Publicacao/Comunicacao
Intimação - DESPACHO
PROCEDIMENTO COMUM Nº 5000262-10.2021.4.02.5116/RJ
AUTOR: LUPATECH - PERFURACAO E COMPLETACAO LTDA
ADVOGADO(A): BRUNO DE ABREU FARIA (OAB RJ123070)
DESPACHO/DECISÃO
1.Ciência às partes do retorno dos autos do TRF.
2.Trato de ação ajuizada por LUPATECH - PERFURACAO E COMPLETACAO LTDA em face da União.
3.O Juízo julgou o pedido autoral da seguinte forma:
"III - DISPOSITIVO
Ante o exposto, com base no art. 487, I, do CPC, julgo procedentes os pedidos autorais para:
a) declarar o direito da autora ao crédito integral informadona PER/DCOMP nº 12824.06189.090307.1.7.03-4070, decorrente do saldo negativo de CSLL apurado na DIPJ 2007, no valor de R$ 472.833,12;
b) declarar a nulidade dos créditos tributários objeto processo administrativo nº 13502.902108/2011-91, consubstanciados nas Certidões de Dívida Ativa nºs 50 2 19 009484-00, 50 6 19 019504-66, 50 6 19 022257- 49, 50 6 19 022258-20, 70 2 19 022339-21 e 70 6 19 040043-25;
Condeno a parte ré nas custas processuais e em honorários advocatícios, os quais fixos no percentual mínimo em cada uma das faixas do §3º do art. 85 do CPC.
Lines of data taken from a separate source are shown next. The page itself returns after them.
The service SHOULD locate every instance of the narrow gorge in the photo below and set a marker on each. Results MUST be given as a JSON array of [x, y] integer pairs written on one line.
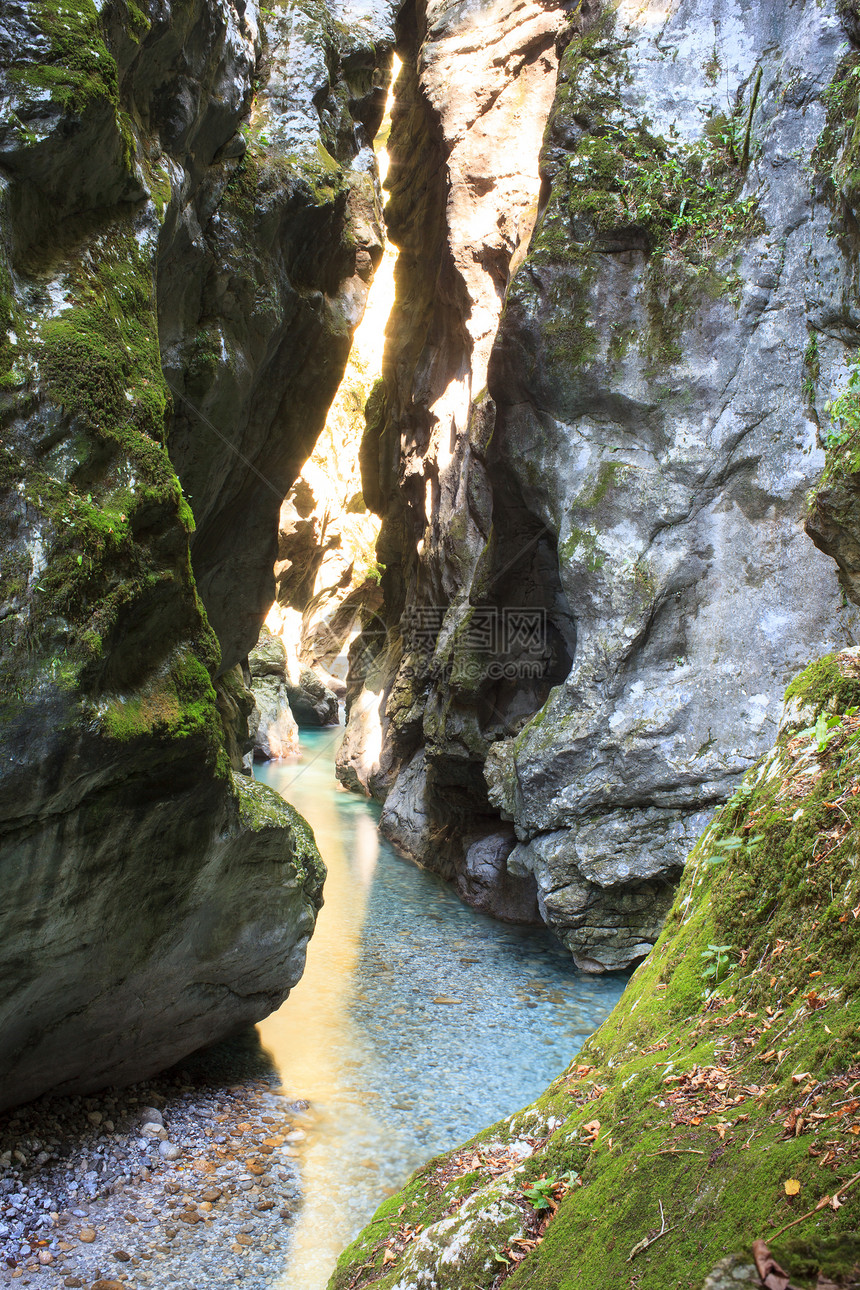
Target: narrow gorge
[[481, 378]]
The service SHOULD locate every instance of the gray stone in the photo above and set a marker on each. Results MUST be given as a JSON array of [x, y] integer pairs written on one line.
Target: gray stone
[[636, 470]]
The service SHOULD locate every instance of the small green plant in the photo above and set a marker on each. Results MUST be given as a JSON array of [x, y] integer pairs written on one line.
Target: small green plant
[[725, 846], [717, 960], [827, 728]]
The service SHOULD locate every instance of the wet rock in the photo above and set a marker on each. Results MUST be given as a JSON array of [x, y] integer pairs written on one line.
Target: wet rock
[[277, 733], [312, 702], [633, 479]]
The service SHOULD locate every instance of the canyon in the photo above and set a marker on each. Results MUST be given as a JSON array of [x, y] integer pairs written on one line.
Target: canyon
[[560, 554]]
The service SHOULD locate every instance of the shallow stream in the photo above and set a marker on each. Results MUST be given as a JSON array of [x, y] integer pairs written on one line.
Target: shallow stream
[[417, 1023]]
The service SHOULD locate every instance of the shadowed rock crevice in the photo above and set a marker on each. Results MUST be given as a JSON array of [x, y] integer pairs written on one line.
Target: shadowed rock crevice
[[190, 222], [651, 406]]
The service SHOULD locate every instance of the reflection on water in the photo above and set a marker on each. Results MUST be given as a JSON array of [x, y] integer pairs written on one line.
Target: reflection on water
[[417, 1022]]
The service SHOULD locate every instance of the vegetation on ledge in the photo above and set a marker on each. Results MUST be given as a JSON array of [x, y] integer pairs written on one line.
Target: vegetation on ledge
[[718, 1103]]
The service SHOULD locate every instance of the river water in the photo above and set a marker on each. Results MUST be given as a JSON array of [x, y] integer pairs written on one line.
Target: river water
[[417, 1023]]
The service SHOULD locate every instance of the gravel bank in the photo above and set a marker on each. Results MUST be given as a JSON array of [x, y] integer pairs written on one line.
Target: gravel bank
[[186, 1180]]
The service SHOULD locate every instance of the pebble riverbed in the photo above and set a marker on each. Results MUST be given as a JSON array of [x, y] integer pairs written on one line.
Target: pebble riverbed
[[252, 1165], [182, 1182]]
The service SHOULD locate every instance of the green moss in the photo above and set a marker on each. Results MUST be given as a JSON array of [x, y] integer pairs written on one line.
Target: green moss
[[825, 684], [622, 187], [81, 71], [261, 808], [836, 156], [174, 704], [704, 1101]]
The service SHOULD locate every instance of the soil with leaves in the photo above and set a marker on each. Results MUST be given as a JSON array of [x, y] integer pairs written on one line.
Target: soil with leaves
[[720, 1103]]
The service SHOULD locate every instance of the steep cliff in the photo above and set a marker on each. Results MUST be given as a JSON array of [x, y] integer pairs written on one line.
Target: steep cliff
[[188, 212], [717, 1104], [635, 476]]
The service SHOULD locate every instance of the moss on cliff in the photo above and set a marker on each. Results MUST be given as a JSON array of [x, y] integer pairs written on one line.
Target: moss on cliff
[[726, 1071], [80, 70], [619, 187]]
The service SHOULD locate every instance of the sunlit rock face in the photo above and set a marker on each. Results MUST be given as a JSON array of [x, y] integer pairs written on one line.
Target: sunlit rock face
[[190, 221], [640, 466], [471, 105]]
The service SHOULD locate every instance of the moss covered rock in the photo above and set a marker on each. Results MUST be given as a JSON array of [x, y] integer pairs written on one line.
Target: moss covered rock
[[154, 902]]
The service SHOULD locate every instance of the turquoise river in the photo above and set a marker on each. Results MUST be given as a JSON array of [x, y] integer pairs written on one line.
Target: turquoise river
[[417, 1022]]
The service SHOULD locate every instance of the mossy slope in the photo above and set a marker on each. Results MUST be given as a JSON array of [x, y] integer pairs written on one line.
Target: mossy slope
[[702, 1095], [151, 902]]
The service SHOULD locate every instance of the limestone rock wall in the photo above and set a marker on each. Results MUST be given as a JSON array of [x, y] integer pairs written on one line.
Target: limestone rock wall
[[188, 221], [638, 465]]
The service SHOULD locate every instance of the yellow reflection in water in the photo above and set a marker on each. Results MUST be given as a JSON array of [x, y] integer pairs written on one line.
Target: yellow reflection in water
[[312, 1036]]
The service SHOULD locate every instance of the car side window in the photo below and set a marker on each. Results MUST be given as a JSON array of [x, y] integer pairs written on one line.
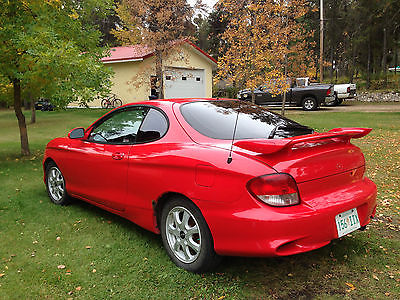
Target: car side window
[[120, 128], [154, 126]]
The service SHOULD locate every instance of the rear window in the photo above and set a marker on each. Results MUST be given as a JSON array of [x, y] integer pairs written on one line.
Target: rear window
[[216, 119]]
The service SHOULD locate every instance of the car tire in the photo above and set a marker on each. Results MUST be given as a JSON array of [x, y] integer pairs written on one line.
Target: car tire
[[105, 103], [55, 185], [186, 236], [309, 103]]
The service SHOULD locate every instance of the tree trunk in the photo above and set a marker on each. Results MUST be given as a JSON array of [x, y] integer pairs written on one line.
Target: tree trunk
[[21, 118], [283, 104], [159, 74], [353, 63], [384, 56], [33, 111], [369, 64]]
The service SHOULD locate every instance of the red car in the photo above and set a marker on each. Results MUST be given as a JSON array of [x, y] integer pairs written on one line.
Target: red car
[[216, 177]]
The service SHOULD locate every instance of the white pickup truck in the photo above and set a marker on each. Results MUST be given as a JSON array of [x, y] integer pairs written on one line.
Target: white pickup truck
[[341, 91]]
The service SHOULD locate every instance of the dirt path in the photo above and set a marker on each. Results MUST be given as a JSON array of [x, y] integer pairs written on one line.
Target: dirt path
[[389, 107]]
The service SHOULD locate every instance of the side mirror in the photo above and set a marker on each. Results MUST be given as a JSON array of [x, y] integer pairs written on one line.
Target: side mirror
[[77, 133]]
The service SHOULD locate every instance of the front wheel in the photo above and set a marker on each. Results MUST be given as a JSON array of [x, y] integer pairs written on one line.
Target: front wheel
[[186, 236], [55, 185], [309, 103], [105, 103], [117, 102]]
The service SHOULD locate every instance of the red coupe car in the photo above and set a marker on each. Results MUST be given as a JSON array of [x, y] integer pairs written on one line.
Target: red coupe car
[[216, 177]]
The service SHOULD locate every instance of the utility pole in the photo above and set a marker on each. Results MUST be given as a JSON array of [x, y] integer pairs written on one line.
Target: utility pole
[[321, 41]]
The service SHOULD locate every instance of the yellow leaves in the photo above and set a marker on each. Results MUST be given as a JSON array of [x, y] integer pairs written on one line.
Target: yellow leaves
[[74, 15], [351, 287], [260, 40]]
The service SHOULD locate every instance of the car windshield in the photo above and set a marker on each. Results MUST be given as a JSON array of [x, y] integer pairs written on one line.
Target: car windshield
[[216, 119]]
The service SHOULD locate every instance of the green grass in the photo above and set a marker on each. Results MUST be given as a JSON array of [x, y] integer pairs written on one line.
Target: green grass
[[36, 236]]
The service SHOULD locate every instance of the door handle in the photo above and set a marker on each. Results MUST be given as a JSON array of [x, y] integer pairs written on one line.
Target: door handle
[[118, 155]]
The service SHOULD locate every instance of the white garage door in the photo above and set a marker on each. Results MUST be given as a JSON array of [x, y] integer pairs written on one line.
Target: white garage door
[[184, 83]]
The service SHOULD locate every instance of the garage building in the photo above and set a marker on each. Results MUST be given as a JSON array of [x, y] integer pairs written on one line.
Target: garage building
[[187, 72]]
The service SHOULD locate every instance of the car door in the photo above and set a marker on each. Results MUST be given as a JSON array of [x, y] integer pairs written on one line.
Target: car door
[[147, 161], [102, 160]]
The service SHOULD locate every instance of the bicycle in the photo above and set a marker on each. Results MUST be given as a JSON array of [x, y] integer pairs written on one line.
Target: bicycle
[[111, 101]]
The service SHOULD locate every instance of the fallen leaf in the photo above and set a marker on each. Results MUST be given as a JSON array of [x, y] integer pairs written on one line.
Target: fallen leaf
[[351, 286]]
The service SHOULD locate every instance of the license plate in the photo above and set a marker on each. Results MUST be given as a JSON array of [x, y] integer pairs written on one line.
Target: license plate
[[347, 222]]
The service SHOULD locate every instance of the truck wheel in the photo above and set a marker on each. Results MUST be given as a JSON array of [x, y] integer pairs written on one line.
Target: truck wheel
[[309, 103]]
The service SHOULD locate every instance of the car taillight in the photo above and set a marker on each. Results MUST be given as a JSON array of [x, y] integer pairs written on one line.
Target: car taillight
[[275, 189]]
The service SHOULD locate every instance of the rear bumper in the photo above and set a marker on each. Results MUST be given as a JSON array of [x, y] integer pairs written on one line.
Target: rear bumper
[[261, 230]]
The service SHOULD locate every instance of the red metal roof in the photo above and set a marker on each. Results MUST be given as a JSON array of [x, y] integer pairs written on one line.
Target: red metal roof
[[138, 52], [128, 53]]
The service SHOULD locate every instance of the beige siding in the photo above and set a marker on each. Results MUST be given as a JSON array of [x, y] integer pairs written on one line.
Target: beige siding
[[131, 80]]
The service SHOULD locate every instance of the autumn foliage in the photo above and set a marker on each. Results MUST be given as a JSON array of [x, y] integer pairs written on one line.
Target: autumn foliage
[[265, 41]]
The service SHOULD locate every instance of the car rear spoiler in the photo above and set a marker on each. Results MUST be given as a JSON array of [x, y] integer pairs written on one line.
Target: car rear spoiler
[[266, 146]]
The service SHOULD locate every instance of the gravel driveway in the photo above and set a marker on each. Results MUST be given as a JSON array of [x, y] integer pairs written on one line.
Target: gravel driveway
[[365, 107]]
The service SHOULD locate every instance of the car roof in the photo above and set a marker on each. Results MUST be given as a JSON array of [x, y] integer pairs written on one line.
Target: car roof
[[161, 102]]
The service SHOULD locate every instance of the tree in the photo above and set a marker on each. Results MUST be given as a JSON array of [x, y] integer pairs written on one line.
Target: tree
[[50, 48], [161, 23], [265, 43]]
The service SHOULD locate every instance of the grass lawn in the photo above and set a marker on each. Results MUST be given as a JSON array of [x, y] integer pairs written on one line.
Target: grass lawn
[[82, 252]]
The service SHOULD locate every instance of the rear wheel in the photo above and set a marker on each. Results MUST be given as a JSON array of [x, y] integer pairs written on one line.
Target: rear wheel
[[55, 185], [186, 236], [309, 103]]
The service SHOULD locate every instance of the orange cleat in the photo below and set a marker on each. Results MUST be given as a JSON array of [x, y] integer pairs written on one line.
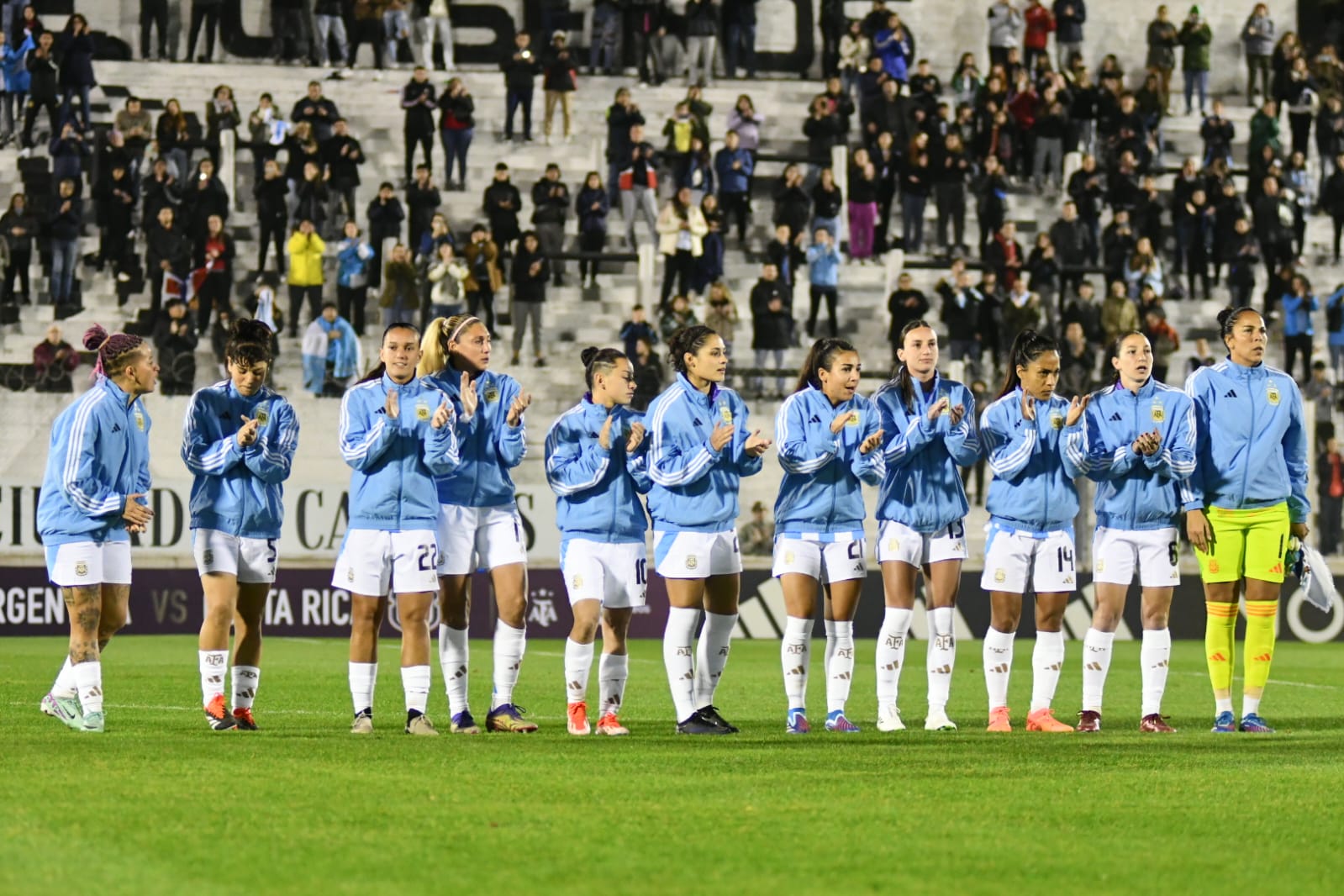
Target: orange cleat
[[1045, 720]]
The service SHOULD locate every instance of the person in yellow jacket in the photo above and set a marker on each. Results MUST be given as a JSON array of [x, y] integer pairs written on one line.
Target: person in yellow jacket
[[680, 233], [305, 274]]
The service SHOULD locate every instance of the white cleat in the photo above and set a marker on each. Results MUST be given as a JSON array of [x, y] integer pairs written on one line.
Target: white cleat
[[938, 720], [888, 719]]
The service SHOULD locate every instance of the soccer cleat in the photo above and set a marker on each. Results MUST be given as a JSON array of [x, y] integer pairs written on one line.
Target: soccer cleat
[[999, 720], [798, 723], [1153, 723], [1045, 720], [836, 722], [509, 718], [698, 725], [421, 725], [888, 719], [1253, 725], [464, 725], [63, 709], [938, 720], [578, 719], [610, 725], [217, 714], [713, 716]]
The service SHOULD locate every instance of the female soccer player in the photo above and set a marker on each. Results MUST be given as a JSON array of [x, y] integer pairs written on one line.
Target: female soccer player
[[240, 442], [1246, 498], [479, 527], [921, 509], [828, 441], [699, 451], [398, 435], [92, 498], [1031, 507], [596, 462], [1139, 444]]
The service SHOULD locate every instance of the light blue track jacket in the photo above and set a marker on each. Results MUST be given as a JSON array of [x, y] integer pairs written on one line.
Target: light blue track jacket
[[98, 456], [238, 489], [395, 460], [922, 487], [695, 488], [1252, 448], [597, 489]]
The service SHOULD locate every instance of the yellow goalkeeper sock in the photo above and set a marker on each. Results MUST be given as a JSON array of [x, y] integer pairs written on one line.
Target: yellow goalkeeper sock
[[1220, 642], [1260, 641]]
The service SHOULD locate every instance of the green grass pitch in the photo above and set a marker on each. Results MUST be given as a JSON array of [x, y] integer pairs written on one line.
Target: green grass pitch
[[163, 805]]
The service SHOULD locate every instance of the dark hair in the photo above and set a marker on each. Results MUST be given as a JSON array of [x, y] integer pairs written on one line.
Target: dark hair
[[902, 374], [249, 343], [598, 361], [820, 357], [688, 340], [382, 368], [1025, 348]]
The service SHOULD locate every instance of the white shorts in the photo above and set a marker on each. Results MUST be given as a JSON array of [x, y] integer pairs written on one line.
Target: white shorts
[[475, 539], [372, 563], [697, 555], [81, 565], [253, 561], [1012, 558], [1155, 551], [821, 561], [616, 575], [898, 541]]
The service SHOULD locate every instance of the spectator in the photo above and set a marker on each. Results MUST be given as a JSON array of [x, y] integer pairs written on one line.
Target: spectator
[[530, 276], [331, 354], [53, 363], [519, 67], [352, 258], [456, 128], [559, 81], [305, 273], [592, 207], [482, 277], [1194, 40], [419, 125], [175, 341]]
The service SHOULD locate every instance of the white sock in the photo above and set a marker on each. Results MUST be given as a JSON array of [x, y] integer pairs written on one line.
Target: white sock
[[612, 672], [941, 658], [453, 660], [794, 657], [713, 656], [1047, 661], [246, 678], [361, 678], [213, 665], [509, 644], [89, 685], [1155, 660], [415, 684], [841, 669], [998, 661], [578, 664], [65, 684], [1095, 664], [679, 658], [891, 653]]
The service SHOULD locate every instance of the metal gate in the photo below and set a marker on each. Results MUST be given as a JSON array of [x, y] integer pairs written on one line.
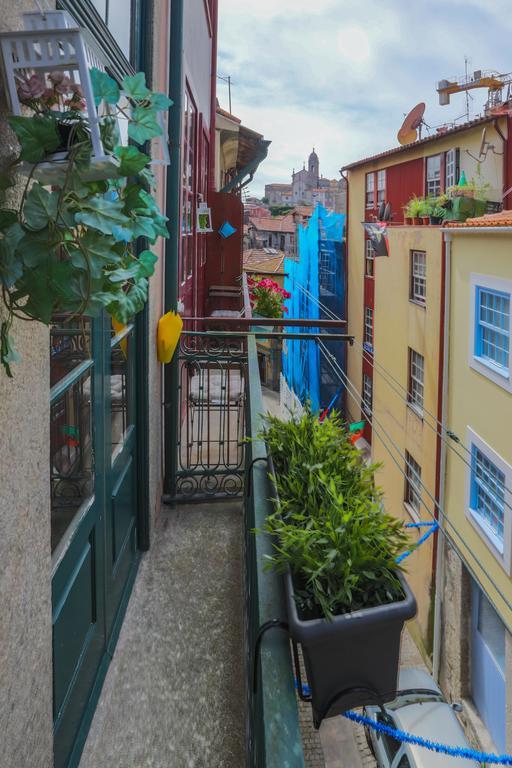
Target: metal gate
[[210, 455]]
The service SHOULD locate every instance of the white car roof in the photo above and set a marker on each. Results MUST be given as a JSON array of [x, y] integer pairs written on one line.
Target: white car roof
[[435, 721]]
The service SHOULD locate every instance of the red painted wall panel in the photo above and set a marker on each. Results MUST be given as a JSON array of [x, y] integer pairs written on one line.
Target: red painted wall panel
[[224, 255], [402, 182]]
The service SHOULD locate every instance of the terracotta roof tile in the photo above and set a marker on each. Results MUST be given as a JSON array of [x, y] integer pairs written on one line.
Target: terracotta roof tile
[[274, 223], [502, 219]]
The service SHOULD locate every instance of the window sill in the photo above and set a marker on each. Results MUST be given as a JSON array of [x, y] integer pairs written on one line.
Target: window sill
[[411, 512], [503, 372], [487, 531]]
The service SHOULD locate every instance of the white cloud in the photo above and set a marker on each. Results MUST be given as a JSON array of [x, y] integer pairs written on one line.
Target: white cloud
[[340, 74]]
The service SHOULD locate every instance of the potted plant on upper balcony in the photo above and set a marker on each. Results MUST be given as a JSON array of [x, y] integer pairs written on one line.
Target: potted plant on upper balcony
[[425, 209], [412, 210], [347, 599]]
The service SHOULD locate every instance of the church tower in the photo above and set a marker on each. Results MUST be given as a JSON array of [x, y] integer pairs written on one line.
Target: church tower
[[314, 167]]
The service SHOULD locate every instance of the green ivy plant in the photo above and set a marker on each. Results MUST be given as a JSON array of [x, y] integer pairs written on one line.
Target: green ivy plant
[[71, 249], [329, 525]]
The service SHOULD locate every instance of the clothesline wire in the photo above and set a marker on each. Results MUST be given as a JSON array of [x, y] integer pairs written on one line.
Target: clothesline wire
[[443, 519]]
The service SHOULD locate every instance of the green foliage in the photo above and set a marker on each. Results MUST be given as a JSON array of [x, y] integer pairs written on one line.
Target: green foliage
[[329, 523], [413, 207], [72, 250]]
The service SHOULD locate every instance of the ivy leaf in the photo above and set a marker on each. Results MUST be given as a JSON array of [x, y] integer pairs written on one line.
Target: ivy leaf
[[143, 226], [7, 218], [147, 261], [38, 136], [102, 214], [8, 352], [160, 101], [122, 234], [131, 160], [104, 87], [143, 125], [136, 86], [40, 207], [99, 252]]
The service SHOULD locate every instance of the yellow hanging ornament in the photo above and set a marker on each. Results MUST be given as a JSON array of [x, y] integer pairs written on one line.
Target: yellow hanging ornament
[[168, 335]]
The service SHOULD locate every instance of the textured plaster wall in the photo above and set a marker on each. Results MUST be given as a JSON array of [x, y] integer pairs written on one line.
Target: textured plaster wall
[[485, 254], [25, 574], [399, 325]]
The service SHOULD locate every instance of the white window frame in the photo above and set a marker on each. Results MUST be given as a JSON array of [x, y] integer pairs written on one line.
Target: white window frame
[[418, 278], [367, 404], [370, 188], [416, 387], [450, 168], [501, 550], [500, 376], [381, 186], [368, 326], [369, 258], [433, 181], [413, 487]]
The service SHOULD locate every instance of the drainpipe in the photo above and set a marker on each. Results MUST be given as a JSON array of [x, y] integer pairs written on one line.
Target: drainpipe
[[213, 104], [172, 245], [345, 309], [440, 561], [504, 147]]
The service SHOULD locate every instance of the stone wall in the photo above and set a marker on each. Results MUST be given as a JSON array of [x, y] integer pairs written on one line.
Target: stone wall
[[25, 552]]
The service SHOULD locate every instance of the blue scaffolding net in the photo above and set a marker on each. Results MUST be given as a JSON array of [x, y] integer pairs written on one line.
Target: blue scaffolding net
[[316, 281]]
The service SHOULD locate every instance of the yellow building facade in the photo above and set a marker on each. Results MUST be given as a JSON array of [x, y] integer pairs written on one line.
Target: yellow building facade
[[476, 622], [396, 334]]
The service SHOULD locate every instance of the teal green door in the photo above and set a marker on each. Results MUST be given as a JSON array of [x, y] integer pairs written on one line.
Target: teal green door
[[94, 514]]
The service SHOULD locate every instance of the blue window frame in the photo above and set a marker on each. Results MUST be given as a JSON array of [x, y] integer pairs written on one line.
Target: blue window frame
[[492, 328], [487, 498]]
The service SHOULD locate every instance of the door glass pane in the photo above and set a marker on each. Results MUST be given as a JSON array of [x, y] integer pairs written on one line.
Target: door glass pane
[[70, 345], [492, 630], [71, 460], [120, 391], [119, 22]]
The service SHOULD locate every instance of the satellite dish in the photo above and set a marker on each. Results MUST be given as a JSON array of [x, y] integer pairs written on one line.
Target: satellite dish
[[408, 133]]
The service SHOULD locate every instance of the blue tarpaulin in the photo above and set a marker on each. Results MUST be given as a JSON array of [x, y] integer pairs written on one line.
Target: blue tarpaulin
[[316, 281]]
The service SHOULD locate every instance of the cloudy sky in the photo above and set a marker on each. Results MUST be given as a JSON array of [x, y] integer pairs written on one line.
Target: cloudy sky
[[341, 74]]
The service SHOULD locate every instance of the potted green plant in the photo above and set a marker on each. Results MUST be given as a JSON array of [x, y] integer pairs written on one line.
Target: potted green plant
[[347, 599], [413, 209], [425, 209], [71, 249], [438, 212]]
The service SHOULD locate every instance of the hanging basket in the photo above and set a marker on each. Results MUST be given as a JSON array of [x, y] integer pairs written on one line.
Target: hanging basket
[[52, 43], [353, 657]]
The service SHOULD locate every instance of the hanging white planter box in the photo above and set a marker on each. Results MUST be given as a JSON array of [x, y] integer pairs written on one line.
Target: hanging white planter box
[[52, 43]]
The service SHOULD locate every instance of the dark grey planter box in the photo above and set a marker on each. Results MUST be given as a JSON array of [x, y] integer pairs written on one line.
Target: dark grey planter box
[[355, 650]]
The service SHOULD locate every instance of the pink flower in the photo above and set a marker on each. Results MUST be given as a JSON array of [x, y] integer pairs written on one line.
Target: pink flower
[[60, 82], [30, 88]]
Apresentada apelação, ao apelado e, após, ao E. TRF-2 com as homenagens de estilo.
Oportunamente, certifique-se o trânsito em julgado, dê-se baixa e arquive-se.
Publique-se. Registre-se. Intimem-se."
4.A parte ré apresentou recurso.
5.A 4ª Turma Especializada do Tribunal Regional Federal da 2ª Região decidiu, por unanimidade, dar parcial provimento à apelação da União Federal/Fazenda Nacional:
"TRIBUTÁRIO. ANULATÓRIA DE DÉBITO TRIBUTÁRIO. CRÉDITO DECORRENTE DE SALDO NEGATIVO DE CSLL COMPROVADO EM PARTE. PRINCÍPIO DA VERDADE MATERIAL. HONORÁRIOS CONFORME O ART. 85, §3º, DO CPC. INAPLICABILIDADE DA REGRA DE EQUIDADE PREVISTA NO ART. 85, §8º, DO CPC. SUCUMBÊNCIA MÍNIMA DA AUTORA. APELAÇÃO DA UNIÃO FEDERAL PROVIDA EM PARTE.
1. Trata-se de recurso de apelação interposto pela União Federal/Fazenda Nacional contra sentença que julgou procedentes os pedidos para: a) declarar o direito ao crédito integral informado na PER/DCOMP nº 12824.06189.090307.1.7.03-4070, decorrente do saldo negativo de CSLL apurado na DIPJ 2007, no valor de R$ 472.833,12; b) declarar a nulidade dos créditos tributários objeto PAF nº 13502.902108/2011-91, consubstanciados nas CDA's nºs 50.2.19.009484-00, 50.6.19.019504-66, 50.6.19.022257-49, 50.6.19.022258-20, 70.2.19.022339-21 e 70.6.19.040043-25; e c) condenar a parte ré nas custas processuais e em honorários advocatícios, fixados no percentual mínimo em cada uma das faixas do §3º do art. 85 do CPC.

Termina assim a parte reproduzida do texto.